Seseorang memanggil saya dari kejauhan, “hey sir.. hey sir.. ticket please…”, saya pun menghampirinya, dan ternyata tempat itu adalah loket karcis masuk, tiket masuk bisa dibilang cukup merogoh kocek bagi seorang backpacker, Npr 1000 atau Rp 130,000, nominal yang cukup untuk menginap semalam di hotel yang bagus dengan sarapan di kawasan Thamel.

Tiketpun dibeli, seorang mengahampiri saya, dengan senyum menyeruak, lelaki Nepal paruh baya dengan wajah oriental dan berperawakan kurus mengajak saya dan kedua orang sahabat, Purjel dari Indonesia dan Manuel dari Peru, mengobrol dan menjelaskan saya banyak hal tentang Kuil yang di sucikan umat Hindu ini. Kami pun berbegas memasuki kawasan Kuil, lelaki kurus ini tak henti-hentinya berbicara dengan nada yang penuh semangat, menjelaskan berbagai macam detail mengenai kuil ini. Berputar-putar kami, perlahan sambil berjalan, Kepulan asap pun terlihat dari kejuhan, hitam dan cukup pekat, semilir angin membawa aroma asap dengan bau yang amat tak menyenangkan, berbeda dengan aroma asap pada umumnya. Lelaki ini pun menjelaskan bahwa asap itu berasal dari pembakaran jenazah (upacara perabuan) di Bhameswar Ghat yang berlokasi tepi sungai Bhagmati, sontak sedikit kaget karena aroma asap yang saya hirup merupakan bau mayat yang di bakar.

proses pemandian Jenazah


Sungai Bhagmati merupakan sungai yang amat di sucikan di sini, sama seperti halnya sungai Gangga di India, tubuh seorang yang sudah meninggal di mandikan di tepian sungai dengan anggota keluarga yang rambutnya sudah di botaki dengan sisa rambut di bagian belakang, mayat dimandikan, lalu di bacakan  doa dan kemudian jenazah di letakkan di altar perabuan, pelaksanaan upacara perabuan pun dimulai. Selama 24 jam sehari, kuil ini menjadi saksi bisu perjalanan terakhir manusia di dunia. Jenazah yang sudah menjadi abu kemudian di hanyutkan di sungai Bhagmati, berharap sang arwah dapat menuju Nirwana.
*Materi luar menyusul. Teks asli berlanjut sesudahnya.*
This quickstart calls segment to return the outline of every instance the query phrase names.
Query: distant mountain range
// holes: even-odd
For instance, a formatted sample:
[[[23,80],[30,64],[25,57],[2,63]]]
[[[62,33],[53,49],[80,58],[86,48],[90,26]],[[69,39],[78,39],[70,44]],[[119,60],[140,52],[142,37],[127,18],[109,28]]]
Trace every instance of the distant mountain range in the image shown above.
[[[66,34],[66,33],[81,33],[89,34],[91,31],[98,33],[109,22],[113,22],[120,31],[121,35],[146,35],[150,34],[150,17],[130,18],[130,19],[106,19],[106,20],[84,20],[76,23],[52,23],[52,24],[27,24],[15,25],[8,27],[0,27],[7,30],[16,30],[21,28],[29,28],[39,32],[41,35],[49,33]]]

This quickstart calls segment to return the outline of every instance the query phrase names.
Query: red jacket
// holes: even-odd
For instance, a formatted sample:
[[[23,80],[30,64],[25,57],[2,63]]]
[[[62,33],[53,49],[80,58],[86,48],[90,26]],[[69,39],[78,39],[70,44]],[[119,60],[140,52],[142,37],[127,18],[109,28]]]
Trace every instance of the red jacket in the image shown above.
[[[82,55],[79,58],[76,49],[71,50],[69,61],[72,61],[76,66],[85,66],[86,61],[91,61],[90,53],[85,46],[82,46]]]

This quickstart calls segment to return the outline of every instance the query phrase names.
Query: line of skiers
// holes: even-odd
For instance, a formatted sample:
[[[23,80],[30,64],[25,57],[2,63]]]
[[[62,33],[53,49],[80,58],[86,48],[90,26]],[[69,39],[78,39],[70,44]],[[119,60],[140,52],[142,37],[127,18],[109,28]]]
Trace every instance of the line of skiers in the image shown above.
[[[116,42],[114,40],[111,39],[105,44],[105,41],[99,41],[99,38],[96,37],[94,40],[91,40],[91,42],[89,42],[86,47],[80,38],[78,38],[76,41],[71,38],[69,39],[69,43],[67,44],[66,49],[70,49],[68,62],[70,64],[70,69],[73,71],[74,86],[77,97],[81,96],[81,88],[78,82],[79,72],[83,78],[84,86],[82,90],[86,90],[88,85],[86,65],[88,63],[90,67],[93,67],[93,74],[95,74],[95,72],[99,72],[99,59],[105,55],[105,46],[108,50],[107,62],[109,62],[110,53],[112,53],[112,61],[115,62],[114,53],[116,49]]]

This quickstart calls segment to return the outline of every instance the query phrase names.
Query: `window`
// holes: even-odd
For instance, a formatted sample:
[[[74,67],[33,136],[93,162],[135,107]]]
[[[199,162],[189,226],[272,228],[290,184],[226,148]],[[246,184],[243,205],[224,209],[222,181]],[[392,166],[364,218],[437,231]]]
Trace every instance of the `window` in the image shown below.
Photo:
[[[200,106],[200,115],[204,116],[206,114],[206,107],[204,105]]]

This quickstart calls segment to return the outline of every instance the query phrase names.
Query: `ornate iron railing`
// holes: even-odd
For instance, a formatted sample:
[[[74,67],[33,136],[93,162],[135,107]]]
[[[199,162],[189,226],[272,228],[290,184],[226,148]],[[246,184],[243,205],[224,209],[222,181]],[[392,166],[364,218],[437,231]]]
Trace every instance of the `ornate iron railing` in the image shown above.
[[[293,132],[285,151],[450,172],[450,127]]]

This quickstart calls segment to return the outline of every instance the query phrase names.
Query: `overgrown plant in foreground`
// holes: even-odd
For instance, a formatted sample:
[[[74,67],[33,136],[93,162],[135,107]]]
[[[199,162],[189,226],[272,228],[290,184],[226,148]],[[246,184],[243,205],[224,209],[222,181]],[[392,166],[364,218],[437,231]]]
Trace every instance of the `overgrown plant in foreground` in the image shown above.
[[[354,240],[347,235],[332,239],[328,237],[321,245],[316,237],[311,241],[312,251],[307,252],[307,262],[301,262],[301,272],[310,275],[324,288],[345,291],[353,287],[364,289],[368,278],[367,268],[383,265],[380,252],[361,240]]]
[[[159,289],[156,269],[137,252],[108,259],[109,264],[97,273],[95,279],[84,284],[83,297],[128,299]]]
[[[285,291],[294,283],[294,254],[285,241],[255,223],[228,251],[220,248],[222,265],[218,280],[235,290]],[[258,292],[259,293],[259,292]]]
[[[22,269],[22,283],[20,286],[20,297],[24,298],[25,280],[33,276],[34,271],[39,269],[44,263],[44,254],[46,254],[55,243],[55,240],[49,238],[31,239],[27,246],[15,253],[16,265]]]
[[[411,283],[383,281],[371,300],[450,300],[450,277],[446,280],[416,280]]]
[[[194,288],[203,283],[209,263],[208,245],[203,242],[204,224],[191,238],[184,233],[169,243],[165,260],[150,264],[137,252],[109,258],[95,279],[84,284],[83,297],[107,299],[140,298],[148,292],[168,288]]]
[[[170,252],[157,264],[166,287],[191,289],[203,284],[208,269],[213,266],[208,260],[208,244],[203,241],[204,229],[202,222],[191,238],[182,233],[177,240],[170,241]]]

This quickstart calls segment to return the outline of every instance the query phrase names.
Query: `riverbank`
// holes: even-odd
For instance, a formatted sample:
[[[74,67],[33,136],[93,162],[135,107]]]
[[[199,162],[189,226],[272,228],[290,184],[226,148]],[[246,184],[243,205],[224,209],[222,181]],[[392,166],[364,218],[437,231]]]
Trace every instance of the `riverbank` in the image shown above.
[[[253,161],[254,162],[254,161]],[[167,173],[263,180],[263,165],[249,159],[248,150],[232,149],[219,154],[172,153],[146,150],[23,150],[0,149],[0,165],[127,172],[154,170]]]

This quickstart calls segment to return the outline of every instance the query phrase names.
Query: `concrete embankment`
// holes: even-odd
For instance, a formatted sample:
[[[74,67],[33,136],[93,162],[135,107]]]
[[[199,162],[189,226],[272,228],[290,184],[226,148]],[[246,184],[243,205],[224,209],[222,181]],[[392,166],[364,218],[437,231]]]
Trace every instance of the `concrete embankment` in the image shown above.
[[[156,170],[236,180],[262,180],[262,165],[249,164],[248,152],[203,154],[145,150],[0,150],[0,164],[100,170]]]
lelaki lanjut usia tersaru antara hidup dan mati


Beralas kardus, berlapis selimut kumal dengan mulut menganga, dan cekung pipi yang amat dalam serta perawakan yang amat kurus, terlihat seperti tulang yang terbungkus kulit, seorang lelaki lanjut usia tergeletak amat pulas seolah tersaru apakah masih hidup atau mati terlihat di pelataran kuil, di iringi seorang anak remaja perempuan sedang menggendong bayinya yang tertidur pulas, menadahkan tangannya dan terus mengikuti kami, seraya berharap mendapatkan sedikit rupe. Sontak benak saya melambung, teringat saat sesampainya di hari pertama saya di Nepal, tepatnya di kawasan Thamel, kawasan yang begitu Glamor, ramai, dan seolah surga dunia bagi Backapker. Segala sesuatunya begitu lengkap, dari restoran, hotel mewah, hingga diskotik. Namun 5 km dari situ, pemadangan amat kontras yang saya lihat, Lelaki yang tinggal tulang, pengemis-pengemis yang berseliweran.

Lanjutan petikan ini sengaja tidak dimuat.